Essentially a game of dress-up on a vast multi-million dollar scale, sometimes the curtain drops on the whole charade, and the fragility of each character is exposed, with Oppenheim having a remarkable ability to access such moments. Driving a stone’s-throw from the festival to a point where he can still hear the crowds and smell the waft of popcorn, during one scene, Jeff shares his love for ‘Who I’d Be’ from Shrek: The Musical with this brief moment piercing into the core of the documentary, riding the line between tragedy and absurdity.
Toeing this line is nothing new for Oppenheim either, with the director having helmed the dreamlike 2020 documentary Some Kind of Heaven waving the same wicked wand of surrealism as his film unfolds with a similar chimerical flourish. Becoming his distinctive forte, the unique nature of his approach bears resemblance to Nathan Fielder’s exceptional drama The Rehearsal, placing the viewer in a position where fantasy and reality become indistinguishable.

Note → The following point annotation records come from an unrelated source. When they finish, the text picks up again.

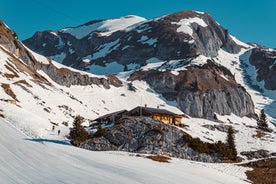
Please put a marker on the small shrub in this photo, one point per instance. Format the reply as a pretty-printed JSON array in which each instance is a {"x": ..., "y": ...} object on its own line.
[
  {"x": 159, "y": 158},
  {"x": 262, "y": 121},
  {"x": 78, "y": 134},
  {"x": 158, "y": 129},
  {"x": 65, "y": 123},
  {"x": 100, "y": 132}
]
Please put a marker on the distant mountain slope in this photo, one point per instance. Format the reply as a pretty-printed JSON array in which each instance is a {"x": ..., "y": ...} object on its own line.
[
  {"x": 37, "y": 93},
  {"x": 177, "y": 36}
]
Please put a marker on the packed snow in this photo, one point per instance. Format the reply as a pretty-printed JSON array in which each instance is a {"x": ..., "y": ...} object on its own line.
[
  {"x": 105, "y": 49},
  {"x": 186, "y": 25},
  {"x": 105, "y": 27},
  {"x": 33, "y": 160}
]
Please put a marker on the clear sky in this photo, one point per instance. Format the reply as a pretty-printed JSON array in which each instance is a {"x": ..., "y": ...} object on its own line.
[{"x": 248, "y": 20}]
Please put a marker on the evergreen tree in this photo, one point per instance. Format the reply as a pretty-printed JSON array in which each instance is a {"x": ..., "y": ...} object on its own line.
[
  {"x": 100, "y": 132},
  {"x": 125, "y": 68},
  {"x": 231, "y": 144},
  {"x": 78, "y": 134},
  {"x": 262, "y": 121}
]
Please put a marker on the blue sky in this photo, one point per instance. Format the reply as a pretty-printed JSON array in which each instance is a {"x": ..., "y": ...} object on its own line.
[{"x": 248, "y": 20}]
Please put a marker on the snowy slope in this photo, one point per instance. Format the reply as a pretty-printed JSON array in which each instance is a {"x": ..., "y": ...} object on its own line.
[
  {"x": 29, "y": 160},
  {"x": 105, "y": 27}
]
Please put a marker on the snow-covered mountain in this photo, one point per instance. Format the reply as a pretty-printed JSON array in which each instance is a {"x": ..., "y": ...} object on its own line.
[{"x": 184, "y": 62}]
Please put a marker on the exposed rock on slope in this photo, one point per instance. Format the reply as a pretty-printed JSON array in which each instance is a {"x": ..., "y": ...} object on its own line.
[
  {"x": 144, "y": 135},
  {"x": 265, "y": 62},
  {"x": 31, "y": 65},
  {"x": 177, "y": 36},
  {"x": 201, "y": 91}
]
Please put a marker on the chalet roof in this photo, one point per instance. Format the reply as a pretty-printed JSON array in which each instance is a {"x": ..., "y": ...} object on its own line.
[
  {"x": 111, "y": 114},
  {"x": 156, "y": 110}
]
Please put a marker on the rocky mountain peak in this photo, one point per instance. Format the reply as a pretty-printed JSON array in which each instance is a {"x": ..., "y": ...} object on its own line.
[
  {"x": 29, "y": 62},
  {"x": 114, "y": 43}
]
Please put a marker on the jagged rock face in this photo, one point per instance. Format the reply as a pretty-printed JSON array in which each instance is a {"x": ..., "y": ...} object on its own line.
[
  {"x": 144, "y": 135},
  {"x": 265, "y": 62},
  {"x": 201, "y": 91},
  {"x": 177, "y": 36},
  {"x": 62, "y": 76}
]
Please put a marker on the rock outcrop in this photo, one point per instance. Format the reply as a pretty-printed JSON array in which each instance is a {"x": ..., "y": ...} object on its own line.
[
  {"x": 201, "y": 91},
  {"x": 181, "y": 35},
  {"x": 61, "y": 75},
  {"x": 145, "y": 135},
  {"x": 265, "y": 62}
]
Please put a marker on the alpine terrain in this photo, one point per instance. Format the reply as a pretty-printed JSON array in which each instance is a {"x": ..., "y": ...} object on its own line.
[{"x": 185, "y": 63}]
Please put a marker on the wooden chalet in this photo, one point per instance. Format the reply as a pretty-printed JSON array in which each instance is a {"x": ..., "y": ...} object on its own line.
[{"x": 163, "y": 115}]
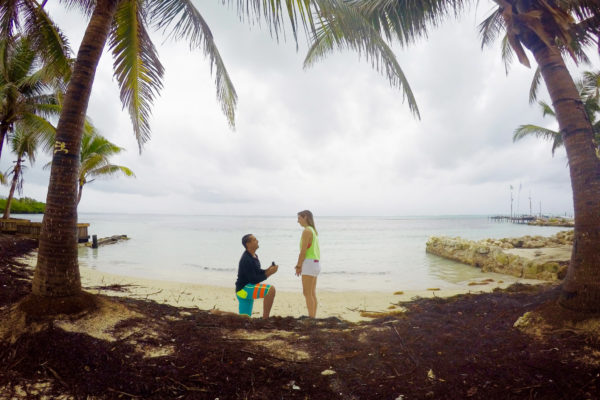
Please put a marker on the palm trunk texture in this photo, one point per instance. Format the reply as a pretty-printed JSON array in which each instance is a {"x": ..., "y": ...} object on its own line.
[
  {"x": 581, "y": 288},
  {"x": 13, "y": 186},
  {"x": 57, "y": 270},
  {"x": 3, "y": 132}
]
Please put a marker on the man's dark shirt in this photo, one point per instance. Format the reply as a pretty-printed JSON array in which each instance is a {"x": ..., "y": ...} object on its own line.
[{"x": 249, "y": 271}]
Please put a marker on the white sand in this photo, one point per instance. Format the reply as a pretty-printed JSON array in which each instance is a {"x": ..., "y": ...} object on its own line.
[{"x": 346, "y": 305}]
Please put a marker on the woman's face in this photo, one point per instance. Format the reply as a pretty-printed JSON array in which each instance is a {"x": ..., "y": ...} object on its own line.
[{"x": 302, "y": 220}]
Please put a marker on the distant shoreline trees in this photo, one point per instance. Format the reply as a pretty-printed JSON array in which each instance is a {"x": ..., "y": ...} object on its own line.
[{"x": 24, "y": 205}]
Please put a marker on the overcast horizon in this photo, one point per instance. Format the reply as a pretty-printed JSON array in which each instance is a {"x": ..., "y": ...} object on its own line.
[{"x": 334, "y": 138}]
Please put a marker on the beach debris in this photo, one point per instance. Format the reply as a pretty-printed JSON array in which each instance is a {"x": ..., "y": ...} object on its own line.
[
  {"x": 381, "y": 314},
  {"x": 293, "y": 385}
]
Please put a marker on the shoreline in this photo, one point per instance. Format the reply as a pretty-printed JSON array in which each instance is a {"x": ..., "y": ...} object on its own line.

Such makes the mediaeval squabbles of the Texas Renaissance Festival feel as serious as the capitalist tribulations of Wall Street yet equally as absurd, with King George feeling like Logan Roy of HBO’s Succession, if the latter adored mead and wasn’t caught in the trappings of modern politics. It’s a delicate recipe that Oppenheim manages to perfectly balance, providing ample time for viewers to bathe in the energy of the festival before adopting the cloak and dagger succession sub-plot.
Yet, for all its hilarious obscurities and style that drips with mediaeval opulence, it is the people of the festival that make the documentary such a delight, with Ren Faire speaking to the joy and, in some cases, the necessity of escapism.